Ses premières conclusions ? Il y a beaucoup de raisons de s'inquiéter, mais franchement, personne ne sait vraiment quels sont les risques encourus. Le FPC, présidé par Mervyn King, le gouverneur de la banque d'Angleterre, met en particulier en avant le risque que la Grèce peut faire peser sur le Royaume-Uni. Jusque là, rien de bien surprenant. Mais ce qui est vraiment intéressant est qu'il admet qu'il ne sait pas évaluer ce risque.

L'exposition directe des banques britanniques à la dette grecque est connue, et est très limitée, à quelques milliards d'euros seulement. Mais l'exposition indirecte ? « Une banque britannique peut avoir prêté à une banque qui a elle-même prêté à une banque qui est exposée au risque souverain grec », explique Mervyn King. Là encore, pas de surprise : l'effet domino est à craindre. Cela a été dit et redit et c'est précisément pour cela que la Banque centrale européenne ne veut entendre parler d'un défaut de paiement de la Grèce.

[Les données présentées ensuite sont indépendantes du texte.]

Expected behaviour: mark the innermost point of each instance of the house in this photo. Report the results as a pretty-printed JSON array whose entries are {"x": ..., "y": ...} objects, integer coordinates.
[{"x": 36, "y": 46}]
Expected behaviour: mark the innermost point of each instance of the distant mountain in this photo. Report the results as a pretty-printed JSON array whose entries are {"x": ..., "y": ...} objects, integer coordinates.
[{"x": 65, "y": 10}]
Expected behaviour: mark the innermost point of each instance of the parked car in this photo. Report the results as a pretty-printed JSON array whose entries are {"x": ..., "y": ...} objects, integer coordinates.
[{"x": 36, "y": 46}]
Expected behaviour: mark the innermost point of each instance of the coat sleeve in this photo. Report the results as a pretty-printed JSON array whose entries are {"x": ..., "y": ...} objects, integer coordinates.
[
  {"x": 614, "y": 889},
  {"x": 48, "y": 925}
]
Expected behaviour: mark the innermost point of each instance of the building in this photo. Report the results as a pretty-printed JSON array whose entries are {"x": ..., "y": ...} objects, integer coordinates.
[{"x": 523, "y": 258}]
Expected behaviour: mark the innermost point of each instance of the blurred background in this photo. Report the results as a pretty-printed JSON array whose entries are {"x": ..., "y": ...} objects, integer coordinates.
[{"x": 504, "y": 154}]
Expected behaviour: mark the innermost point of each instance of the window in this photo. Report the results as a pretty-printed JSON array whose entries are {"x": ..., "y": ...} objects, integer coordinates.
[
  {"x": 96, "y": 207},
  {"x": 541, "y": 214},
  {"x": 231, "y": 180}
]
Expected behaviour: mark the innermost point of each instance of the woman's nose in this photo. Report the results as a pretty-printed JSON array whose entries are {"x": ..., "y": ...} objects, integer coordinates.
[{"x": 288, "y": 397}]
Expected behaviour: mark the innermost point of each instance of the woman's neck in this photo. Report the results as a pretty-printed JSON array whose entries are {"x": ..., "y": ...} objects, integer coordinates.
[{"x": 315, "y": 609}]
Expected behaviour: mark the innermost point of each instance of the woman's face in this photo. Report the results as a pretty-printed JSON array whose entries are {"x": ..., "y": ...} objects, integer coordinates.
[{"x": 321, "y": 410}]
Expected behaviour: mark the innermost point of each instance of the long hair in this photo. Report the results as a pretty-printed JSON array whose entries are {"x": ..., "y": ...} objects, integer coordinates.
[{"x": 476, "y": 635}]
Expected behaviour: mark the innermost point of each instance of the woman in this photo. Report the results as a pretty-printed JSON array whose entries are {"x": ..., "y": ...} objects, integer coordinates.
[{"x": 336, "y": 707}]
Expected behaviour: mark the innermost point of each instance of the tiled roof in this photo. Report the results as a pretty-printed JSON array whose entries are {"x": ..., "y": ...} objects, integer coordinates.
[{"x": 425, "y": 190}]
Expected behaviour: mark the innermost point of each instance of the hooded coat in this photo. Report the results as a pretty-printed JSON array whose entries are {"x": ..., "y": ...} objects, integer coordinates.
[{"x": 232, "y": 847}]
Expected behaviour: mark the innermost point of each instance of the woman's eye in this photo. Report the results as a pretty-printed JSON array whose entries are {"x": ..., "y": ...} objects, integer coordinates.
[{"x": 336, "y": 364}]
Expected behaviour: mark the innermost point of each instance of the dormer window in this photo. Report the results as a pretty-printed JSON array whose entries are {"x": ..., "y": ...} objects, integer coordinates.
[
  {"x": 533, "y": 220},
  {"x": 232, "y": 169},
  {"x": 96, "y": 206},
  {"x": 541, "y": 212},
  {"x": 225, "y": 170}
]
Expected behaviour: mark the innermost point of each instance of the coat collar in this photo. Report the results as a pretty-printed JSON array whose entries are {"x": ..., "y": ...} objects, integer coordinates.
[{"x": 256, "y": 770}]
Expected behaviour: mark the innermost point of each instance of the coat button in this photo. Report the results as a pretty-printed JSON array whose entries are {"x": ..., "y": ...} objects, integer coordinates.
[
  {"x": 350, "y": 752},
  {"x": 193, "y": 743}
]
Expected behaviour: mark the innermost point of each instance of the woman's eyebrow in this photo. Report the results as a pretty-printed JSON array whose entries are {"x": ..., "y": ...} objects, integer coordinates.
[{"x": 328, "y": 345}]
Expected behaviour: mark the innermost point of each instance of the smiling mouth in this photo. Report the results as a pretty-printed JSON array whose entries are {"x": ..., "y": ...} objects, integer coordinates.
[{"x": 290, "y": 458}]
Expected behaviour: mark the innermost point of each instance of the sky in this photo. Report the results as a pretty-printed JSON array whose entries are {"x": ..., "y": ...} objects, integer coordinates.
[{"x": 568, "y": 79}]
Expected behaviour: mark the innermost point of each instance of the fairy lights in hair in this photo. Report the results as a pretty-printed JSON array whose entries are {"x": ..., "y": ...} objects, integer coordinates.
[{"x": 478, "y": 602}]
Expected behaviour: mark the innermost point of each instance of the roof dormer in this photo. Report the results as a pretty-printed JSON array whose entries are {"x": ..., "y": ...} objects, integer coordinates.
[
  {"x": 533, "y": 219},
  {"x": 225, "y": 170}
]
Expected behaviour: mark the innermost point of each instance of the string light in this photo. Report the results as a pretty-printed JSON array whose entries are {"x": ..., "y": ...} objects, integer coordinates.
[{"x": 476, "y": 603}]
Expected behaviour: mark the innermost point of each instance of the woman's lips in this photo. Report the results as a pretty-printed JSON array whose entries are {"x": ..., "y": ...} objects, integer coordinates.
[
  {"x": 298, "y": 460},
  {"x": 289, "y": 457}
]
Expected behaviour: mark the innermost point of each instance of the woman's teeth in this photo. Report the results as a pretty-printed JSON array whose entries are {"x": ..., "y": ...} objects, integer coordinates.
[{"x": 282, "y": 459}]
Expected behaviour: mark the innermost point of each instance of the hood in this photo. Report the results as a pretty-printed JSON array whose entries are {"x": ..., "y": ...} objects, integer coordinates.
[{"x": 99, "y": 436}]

Sait-on mesurer cet effet domino ? Non, même une banque centrale s'en avoue incapable. Mervyn King, dans un euphémisme tout britannique, en appelle à une « plus grande clarté ». Il demande aux banques « une transparence supplémentaire (...) de façon permanente ». Une façon comme une autre de dire que le brouillard sur l'ensemble du système demeure épais, mais que le véhicule financier continue à foncer à toute allure. Il ne reste qu'à espérer qu'il n'y aura pas de virage à 90 degrés au bout de la route...

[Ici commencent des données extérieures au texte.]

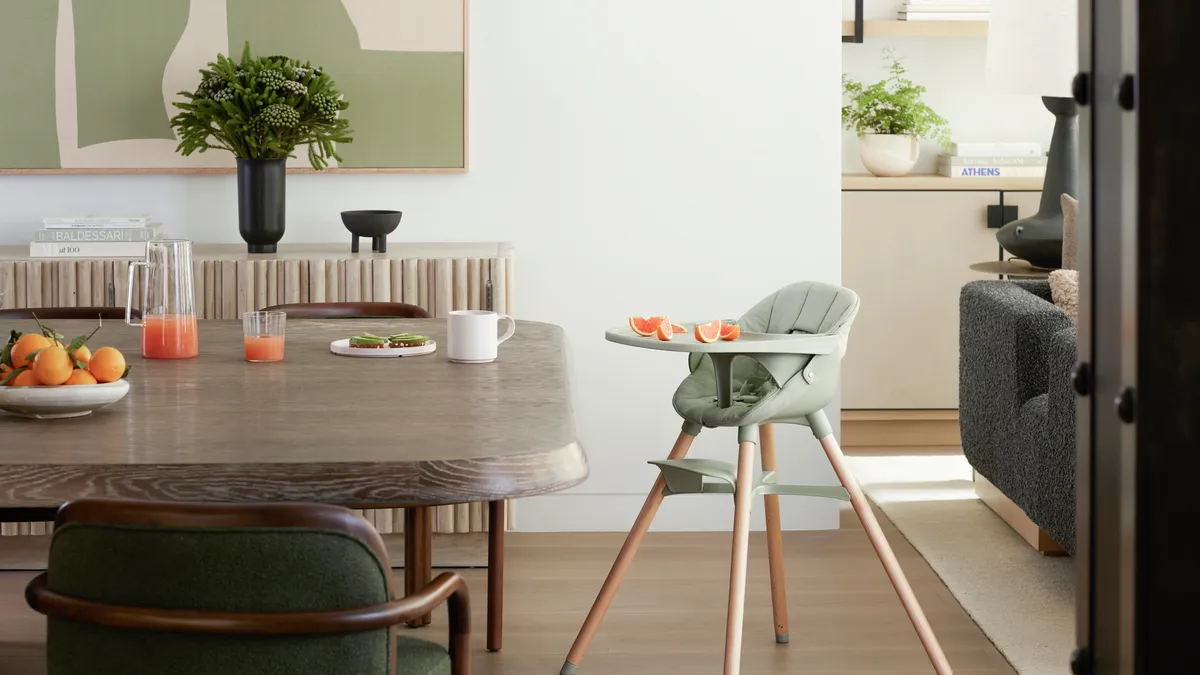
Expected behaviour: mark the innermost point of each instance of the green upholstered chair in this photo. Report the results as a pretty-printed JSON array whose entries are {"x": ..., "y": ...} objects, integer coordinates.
[
  {"x": 784, "y": 369},
  {"x": 151, "y": 589}
]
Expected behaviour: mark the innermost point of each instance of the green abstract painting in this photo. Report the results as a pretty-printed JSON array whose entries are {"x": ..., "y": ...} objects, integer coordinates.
[{"x": 99, "y": 77}]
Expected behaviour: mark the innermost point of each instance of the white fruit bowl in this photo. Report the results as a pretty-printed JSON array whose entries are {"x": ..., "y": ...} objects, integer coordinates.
[{"x": 55, "y": 402}]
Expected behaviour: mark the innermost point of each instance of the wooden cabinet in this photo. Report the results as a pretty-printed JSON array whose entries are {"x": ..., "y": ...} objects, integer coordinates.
[
  {"x": 228, "y": 281},
  {"x": 907, "y": 254}
]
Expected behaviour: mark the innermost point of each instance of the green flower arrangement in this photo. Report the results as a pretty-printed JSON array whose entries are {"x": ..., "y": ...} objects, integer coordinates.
[
  {"x": 892, "y": 106},
  {"x": 262, "y": 108}
]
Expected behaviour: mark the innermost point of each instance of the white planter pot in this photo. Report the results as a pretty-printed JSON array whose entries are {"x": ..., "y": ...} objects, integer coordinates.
[{"x": 888, "y": 155}]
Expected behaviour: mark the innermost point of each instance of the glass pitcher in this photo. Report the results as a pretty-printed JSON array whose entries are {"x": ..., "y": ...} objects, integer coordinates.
[{"x": 168, "y": 300}]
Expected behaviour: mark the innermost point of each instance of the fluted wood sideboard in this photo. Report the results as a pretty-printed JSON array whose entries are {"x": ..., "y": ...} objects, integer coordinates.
[{"x": 439, "y": 278}]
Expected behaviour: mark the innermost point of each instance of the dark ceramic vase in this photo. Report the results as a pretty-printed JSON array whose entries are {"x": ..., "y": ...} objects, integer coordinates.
[
  {"x": 373, "y": 223},
  {"x": 1038, "y": 238},
  {"x": 261, "y": 203}
]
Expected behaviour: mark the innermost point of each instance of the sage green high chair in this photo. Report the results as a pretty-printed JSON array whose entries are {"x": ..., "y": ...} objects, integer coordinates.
[{"x": 783, "y": 369}]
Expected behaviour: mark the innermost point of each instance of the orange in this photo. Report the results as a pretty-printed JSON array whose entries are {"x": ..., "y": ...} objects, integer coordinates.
[
  {"x": 27, "y": 378},
  {"x": 81, "y": 377},
  {"x": 53, "y": 366},
  {"x": 665, "y": 330},
  {"x": 708, "y": 332},
  {"x": 646, "y": 326},
  {"x": 83, "y": 354},
  {"x": 107, "y": 365},
  {"x": 27, "y": 344}
]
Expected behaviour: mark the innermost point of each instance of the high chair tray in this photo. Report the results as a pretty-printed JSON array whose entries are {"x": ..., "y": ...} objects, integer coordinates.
[{"x": 747, "y": 344}]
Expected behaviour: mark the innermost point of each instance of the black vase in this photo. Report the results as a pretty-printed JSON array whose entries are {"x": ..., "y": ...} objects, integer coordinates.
[{"x": 261, "y": 201}]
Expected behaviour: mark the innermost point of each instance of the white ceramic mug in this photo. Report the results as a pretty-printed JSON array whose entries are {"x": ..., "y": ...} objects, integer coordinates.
[{"x": 471, "y": 335}]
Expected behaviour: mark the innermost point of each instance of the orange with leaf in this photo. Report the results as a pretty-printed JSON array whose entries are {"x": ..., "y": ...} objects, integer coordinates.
[{"x": 41, "y": 359}]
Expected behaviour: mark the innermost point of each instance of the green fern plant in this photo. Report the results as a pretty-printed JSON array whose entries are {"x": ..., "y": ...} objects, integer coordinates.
[
  {"x": 892, "y": 106},
  {"x": 262, "y": 108}
]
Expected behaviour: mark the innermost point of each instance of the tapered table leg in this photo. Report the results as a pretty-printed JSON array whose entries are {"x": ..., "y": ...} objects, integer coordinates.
[
  {"x": 427, "y": 555},
  {"x": 413, "y": 554},
  {"x": 628, "y": 550},
  {"x": 774, "y": 539},
  {"x": 882, "y": 549},
  {"x": 742, "y": 501},
  {"x": 496, "y": 525}
]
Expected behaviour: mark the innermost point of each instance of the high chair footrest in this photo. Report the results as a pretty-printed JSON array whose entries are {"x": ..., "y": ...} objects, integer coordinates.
[{"x": 687, "y": 477}]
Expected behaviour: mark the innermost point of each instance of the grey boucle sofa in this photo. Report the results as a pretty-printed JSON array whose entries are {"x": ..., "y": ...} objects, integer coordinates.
[{"x": 1017, "y": 408}]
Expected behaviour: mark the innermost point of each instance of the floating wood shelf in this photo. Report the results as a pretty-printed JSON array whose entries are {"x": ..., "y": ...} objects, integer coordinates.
[
  {"x": 916, "y": 29},
  {"x": 935, "y": 183}
]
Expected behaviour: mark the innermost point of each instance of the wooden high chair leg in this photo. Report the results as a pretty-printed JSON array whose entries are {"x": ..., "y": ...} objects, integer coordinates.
[
  {"x": 742, "y": 500},
  {"x": 628, "y": 550},
  {"x": 882, "y": 549},
  {"x": 774, "y": 539}
]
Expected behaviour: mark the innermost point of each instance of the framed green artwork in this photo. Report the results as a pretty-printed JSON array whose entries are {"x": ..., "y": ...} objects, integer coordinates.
[{"x": 90, "y": 83}]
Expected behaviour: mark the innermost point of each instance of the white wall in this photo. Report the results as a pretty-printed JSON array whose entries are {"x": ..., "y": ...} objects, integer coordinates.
[
  {"x": 953, "y": 71},
  {"x": 670, "y": 156}
]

Le brouillard est d'autant plus épais qu'il ne concerne pas que la Grèce. Le deuxième risque mis en évidence par le FPC concerne les provisions déclarées par les banques sur leurs mauvaises dettes. Combien doivent-elles provisionner quand un particulier ou une entreprise est en retard dans son remboursement ? A en croire le FPC, la réponse -qu'on imaginait relativement simple- est loin d'être la même d'une banque à une autre et pourrait donner « une fausse image de leur santé financière ». Là encore, le manque d'information fait froid dans le dos. Mais ce qui surprend le plus est que ni la FSA, ni la banque d'Angleterre, n'aient entrepris ce travail d'éclairage, trois ans après le début de la crise. La création du FPC est donc plus que la bienvenue. Espérons que l'allumage de ses feux anti-brouillard permettra de voir le virage qui se profile.
Ce blog reviendra le 25 juillet.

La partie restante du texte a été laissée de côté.